I crossed the threshold. Lady Teldra did not offer to take my cloak this time. She guided me into the hall with all the paintings, through it, up the wide, curving stairway, and eventually to the library. It was big and full of stuffed chairs and thick books; three of the books, sitting just beyond the entrance, were massive jewel-encrusted objects each chained to a pedestal; I wondered but resolved not to ask.
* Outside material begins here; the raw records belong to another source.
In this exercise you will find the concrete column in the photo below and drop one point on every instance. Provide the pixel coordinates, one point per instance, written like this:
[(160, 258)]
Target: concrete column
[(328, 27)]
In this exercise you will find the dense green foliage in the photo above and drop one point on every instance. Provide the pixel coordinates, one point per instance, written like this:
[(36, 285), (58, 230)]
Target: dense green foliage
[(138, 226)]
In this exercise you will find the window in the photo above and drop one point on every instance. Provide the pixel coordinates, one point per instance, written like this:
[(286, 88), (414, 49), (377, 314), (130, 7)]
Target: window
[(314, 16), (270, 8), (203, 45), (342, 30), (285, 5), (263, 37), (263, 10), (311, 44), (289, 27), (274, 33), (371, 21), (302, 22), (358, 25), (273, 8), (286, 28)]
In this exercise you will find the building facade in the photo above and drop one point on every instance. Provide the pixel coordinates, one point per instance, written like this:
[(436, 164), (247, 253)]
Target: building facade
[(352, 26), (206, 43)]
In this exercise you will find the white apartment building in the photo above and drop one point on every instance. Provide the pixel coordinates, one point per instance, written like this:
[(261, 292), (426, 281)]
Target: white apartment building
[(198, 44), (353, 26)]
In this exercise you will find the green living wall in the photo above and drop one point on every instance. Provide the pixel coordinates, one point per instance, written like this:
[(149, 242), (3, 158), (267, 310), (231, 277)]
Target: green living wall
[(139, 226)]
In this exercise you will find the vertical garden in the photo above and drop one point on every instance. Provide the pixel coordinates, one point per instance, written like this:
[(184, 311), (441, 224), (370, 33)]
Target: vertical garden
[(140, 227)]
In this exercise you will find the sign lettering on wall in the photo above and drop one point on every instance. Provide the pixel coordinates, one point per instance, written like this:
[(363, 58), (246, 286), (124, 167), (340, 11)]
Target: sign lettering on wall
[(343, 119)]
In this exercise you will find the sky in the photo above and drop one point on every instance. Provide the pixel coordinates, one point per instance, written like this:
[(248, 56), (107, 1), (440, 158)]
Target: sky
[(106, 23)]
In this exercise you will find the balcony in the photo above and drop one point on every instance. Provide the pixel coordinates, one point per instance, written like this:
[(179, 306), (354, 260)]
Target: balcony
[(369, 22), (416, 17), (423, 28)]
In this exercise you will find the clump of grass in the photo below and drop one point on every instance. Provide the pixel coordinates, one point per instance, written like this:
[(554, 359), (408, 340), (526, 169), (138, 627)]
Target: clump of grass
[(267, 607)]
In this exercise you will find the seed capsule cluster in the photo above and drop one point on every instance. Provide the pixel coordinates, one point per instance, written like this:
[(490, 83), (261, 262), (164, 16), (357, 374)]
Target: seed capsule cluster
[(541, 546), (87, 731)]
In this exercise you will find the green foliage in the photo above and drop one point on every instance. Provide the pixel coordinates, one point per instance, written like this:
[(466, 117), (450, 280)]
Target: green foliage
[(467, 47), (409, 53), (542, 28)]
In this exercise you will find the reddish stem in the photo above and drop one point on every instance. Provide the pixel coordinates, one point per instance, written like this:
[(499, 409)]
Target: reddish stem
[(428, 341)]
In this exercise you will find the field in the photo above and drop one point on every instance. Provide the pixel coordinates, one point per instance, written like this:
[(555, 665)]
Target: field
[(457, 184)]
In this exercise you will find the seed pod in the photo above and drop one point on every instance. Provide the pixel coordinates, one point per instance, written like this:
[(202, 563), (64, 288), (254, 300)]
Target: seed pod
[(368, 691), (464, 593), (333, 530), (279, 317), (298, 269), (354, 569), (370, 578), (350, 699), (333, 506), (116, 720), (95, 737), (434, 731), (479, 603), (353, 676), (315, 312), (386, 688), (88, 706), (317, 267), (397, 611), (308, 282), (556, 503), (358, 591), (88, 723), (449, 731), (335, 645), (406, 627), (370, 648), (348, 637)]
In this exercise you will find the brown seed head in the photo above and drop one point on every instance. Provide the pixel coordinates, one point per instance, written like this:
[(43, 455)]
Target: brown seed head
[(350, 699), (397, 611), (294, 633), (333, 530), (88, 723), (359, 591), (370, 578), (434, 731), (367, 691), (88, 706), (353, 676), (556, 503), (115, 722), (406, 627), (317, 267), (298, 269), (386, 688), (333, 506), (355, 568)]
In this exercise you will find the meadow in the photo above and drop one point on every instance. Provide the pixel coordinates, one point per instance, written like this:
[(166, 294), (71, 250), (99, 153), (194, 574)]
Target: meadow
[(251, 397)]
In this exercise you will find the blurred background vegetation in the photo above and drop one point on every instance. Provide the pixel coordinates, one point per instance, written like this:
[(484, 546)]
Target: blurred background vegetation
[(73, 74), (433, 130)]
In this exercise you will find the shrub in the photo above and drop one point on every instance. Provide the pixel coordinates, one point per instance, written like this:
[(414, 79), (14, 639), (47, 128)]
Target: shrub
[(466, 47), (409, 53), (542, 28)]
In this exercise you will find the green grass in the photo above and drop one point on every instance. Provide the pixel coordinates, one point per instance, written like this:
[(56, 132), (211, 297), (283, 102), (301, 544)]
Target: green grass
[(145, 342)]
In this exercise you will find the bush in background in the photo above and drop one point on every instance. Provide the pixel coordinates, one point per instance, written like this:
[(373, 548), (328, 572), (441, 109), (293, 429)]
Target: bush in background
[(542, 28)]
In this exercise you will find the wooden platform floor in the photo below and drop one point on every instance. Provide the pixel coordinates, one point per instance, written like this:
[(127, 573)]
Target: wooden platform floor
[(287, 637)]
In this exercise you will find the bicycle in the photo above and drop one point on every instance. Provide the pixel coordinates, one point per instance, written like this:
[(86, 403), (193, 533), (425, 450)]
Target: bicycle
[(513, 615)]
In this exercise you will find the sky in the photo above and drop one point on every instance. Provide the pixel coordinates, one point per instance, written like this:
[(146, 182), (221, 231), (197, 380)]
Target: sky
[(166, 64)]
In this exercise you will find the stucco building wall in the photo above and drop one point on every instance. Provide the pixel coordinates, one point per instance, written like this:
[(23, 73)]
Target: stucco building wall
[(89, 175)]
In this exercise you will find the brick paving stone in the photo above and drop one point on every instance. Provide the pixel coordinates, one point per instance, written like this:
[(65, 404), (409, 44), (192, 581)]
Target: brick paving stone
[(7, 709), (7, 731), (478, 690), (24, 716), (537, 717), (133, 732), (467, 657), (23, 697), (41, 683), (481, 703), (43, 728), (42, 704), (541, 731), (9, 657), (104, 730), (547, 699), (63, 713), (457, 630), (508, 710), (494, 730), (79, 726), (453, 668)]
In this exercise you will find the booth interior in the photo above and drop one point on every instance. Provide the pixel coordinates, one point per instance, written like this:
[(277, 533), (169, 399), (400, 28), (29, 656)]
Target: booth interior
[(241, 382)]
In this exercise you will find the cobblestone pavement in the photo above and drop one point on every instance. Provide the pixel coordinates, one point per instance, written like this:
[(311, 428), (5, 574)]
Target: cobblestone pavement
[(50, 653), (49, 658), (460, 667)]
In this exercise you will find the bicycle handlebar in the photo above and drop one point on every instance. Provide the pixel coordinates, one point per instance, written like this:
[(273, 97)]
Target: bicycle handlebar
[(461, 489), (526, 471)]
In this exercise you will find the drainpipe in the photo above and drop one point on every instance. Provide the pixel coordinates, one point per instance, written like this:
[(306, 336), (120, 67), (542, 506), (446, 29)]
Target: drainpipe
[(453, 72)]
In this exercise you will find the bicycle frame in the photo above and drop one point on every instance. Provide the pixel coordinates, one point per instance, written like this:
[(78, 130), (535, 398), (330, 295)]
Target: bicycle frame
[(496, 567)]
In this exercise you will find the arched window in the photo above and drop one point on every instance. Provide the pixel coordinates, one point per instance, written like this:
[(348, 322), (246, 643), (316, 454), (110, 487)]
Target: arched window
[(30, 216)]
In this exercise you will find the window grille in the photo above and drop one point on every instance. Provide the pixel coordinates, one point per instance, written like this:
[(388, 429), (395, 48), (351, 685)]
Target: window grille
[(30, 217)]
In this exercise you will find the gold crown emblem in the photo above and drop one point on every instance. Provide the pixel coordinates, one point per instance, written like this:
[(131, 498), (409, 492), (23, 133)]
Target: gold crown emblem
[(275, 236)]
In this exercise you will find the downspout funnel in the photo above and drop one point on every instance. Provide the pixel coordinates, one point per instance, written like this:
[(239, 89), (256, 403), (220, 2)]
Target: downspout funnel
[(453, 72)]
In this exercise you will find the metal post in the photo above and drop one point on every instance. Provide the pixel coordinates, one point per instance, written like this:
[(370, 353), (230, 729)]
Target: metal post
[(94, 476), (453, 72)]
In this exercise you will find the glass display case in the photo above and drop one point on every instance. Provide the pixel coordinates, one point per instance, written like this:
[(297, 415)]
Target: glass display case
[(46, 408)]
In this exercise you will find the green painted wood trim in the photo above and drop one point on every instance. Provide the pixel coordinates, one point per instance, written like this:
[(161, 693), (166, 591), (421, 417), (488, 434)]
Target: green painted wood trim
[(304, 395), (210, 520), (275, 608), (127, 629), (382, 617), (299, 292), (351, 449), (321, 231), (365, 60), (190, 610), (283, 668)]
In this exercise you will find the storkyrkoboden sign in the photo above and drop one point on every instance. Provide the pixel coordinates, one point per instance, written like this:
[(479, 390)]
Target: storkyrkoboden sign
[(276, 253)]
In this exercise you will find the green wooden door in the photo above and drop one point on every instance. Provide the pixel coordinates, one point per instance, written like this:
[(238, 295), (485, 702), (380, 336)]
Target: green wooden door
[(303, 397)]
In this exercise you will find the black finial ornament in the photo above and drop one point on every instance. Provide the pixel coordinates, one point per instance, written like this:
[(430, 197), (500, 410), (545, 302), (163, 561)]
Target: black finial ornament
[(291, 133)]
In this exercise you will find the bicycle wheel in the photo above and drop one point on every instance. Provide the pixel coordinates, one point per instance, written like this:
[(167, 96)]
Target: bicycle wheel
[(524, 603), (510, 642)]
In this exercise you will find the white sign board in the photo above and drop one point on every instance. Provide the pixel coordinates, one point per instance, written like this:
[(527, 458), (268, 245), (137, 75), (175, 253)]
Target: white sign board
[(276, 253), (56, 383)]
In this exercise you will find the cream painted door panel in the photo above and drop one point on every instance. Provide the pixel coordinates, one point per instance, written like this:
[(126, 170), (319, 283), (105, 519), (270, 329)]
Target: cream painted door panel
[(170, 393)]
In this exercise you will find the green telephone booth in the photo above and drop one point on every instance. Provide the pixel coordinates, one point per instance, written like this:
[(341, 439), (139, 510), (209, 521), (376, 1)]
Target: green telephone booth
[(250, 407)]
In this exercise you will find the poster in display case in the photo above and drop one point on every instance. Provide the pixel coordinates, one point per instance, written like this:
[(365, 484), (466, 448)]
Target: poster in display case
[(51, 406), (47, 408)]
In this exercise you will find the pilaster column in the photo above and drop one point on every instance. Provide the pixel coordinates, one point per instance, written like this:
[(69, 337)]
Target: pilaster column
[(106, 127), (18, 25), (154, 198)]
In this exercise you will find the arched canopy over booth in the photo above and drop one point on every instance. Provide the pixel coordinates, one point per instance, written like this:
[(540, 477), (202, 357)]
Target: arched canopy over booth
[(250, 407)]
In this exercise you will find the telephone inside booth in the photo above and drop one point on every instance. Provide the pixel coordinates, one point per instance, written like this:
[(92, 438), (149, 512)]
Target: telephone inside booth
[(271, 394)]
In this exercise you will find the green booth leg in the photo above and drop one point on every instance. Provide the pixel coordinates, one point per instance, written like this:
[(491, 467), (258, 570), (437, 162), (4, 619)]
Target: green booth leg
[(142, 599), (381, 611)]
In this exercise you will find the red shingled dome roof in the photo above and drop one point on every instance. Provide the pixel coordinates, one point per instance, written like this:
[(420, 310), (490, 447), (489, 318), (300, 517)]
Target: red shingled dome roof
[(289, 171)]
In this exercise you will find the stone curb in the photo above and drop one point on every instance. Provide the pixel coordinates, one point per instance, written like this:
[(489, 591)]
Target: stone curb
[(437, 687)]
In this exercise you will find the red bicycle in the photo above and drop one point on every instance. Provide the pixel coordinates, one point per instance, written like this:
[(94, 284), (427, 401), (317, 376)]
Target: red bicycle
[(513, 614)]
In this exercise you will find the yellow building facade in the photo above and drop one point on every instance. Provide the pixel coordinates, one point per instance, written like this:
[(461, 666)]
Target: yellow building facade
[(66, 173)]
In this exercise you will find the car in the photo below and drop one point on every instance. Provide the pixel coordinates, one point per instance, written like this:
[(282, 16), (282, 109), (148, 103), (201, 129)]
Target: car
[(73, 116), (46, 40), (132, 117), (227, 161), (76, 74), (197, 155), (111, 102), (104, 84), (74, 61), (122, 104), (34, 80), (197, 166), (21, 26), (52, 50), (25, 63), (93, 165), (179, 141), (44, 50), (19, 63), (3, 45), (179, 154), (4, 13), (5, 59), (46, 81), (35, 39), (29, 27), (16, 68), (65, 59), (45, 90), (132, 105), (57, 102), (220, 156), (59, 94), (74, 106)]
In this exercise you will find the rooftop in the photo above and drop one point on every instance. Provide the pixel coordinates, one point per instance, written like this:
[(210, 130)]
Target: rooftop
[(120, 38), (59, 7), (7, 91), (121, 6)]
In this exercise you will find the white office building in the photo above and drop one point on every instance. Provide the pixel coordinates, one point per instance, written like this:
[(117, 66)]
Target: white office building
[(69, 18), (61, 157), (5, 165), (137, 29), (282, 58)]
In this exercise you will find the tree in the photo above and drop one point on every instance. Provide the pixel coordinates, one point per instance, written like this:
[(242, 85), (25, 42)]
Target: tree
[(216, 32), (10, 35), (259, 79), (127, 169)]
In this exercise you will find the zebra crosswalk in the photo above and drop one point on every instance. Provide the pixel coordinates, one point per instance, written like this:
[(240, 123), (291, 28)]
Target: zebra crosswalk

As I entered, Morrolan set a book down and stood up, giving me a small bow.
He opened his mouth, probably to make some sort of ironic courtesy, as a counterpoint to Teldra’s sincere one, but I said, “Who died?” before he could get the words out. He shut his mouth, glanced at Loiosh, and nodded toward a chair next to his. I sat down.
He said, “Baritt.”
I said, “Oh.”
Morrolan seemed to want me to say something, so eventually I said, “You know, the first time I met him I had the feeling he wouldn’t be—”
“Do not joke about it, Vlad.”
“All right. What do you want me to say? I didn’t get the impression he was a friend of yours.”
“He wasn’t.”
“Well?”
Lady Teldra appeared with refreshment—a white wine that would have been too sweet except that it was served over chunks of ice. I sipped it to be polite the first time, and then discovered I liked it. The Issola glided from the room. There was no table on which to set the goblet down, but the chair had wide, flat arms. Very convenient.
“Well?” I repeated.
“In the second place,” said Morrolan, “he was an important man. And in the first place—”
“He was a Dragon,” I concluded. “Yeah, I know.”
Morrolan nodded. I drank some more wine. The sensation of cold helps reduce the sensation of sweetness. I bet you didn’t know that.
“So, what happened to the poor bastard?”
Morrolan started to answer, then paused, then said, “It is unimportant.”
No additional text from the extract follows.